In discussing semantics and disambiguation Steve pointed me at Open Calais. This is a service which like Enrycher parses content and automatically adds semantic metadata for named entities and subjects that it “recognizes”. The picture below shows the result of assign this post through the Open Calais Viewer.

open_calais

We’ve had some very interesting customer inquiries too. Too early to talk about them but I hope that we get more requests for these types of engagements and services. If any come to fruition I’ll blog about them later.

Finally, we did some small updates to Ocelot:

  • New configuration file for plug-ins,
  • Native launch experience for Windows and Mac, and
  • Native hot-key experiences within Windows and Mac interfaces.

Long may this variety continue.

Winter Evening Research

I try to maximize the dark evenings for evaluating tools and researching topics that I don’t get time for during a normal working day.

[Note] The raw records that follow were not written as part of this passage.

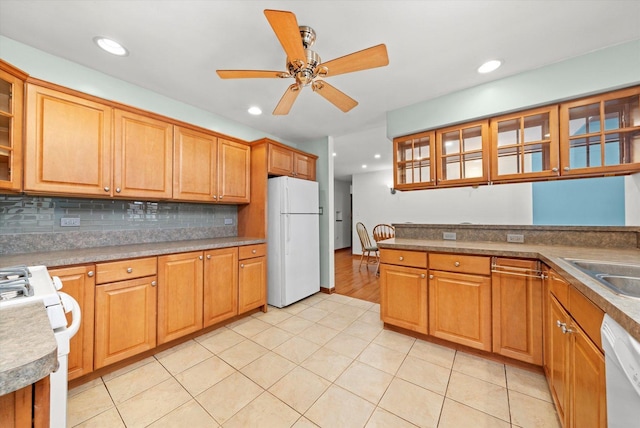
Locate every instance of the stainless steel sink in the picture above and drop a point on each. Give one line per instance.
(621, 278)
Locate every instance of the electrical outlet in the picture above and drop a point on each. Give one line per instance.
(69, 221)
(513, 237)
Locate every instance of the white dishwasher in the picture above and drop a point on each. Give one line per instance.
(622, 365)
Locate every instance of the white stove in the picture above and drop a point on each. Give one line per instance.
(23, 284)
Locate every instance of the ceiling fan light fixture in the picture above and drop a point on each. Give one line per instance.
(255, 111)
(110, 46)
(489, 66)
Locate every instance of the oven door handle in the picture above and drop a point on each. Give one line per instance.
(70, 304)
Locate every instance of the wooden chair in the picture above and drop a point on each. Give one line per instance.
(367, 246)
(380, 233)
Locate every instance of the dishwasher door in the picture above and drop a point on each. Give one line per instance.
(622, 365)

First up for the New Year is LanguageTool. Automated Quality Assurance is an important aspect of many production processes and at VistaTEC we have deployed various commercial and in-house tools. My motivation for looking at LanguageTool was its use of Part of Speech tagging and user definable rules which can be combined with regular expressions to encode sophisticated linguistic checks.

My test domain was Marketing translations. Content full of emotive, symbolic and suggestive language.

The custom rule encoding is necessarily verbose given that the serialisation format is XML. Our internal tool, Cerberus, suffers from the same characteristics – elements and escaping of regular expression meta characters. Some of the advanced rule constructs are initially difficult to grasp. We ran many small tests in order to get to understand the operation of functionality like skip scope. Hopefully the evolving Rule Editor will support more advanced rule constructs soon and this will aid learning and perhaps speed up rule writing.

We were not able to build rules for all of the constructs that we wanted. Extending the tool via Java for these is a possibility. That will be another days work.

Next up has been Neural Networks. I’ve been viewing Andrew Ng’s Machine Learning lectures on Coursera. Learning is always helped by consulting several references and James McCaffrey’s articles have been straight-forward to understand. I really like that James included worked examples in his articles – it’s a great way of being able to check your own understanding (or lack of). Finally, it’s nice that the code examples are in C# rather than the ubiquitous Python (I can read it but let’s say it’s not my native tongue).

I’d prefer to be resident in warmer climes between November and March so that I could be out more without the need for layers of thermal underwear but I do love the different seasons.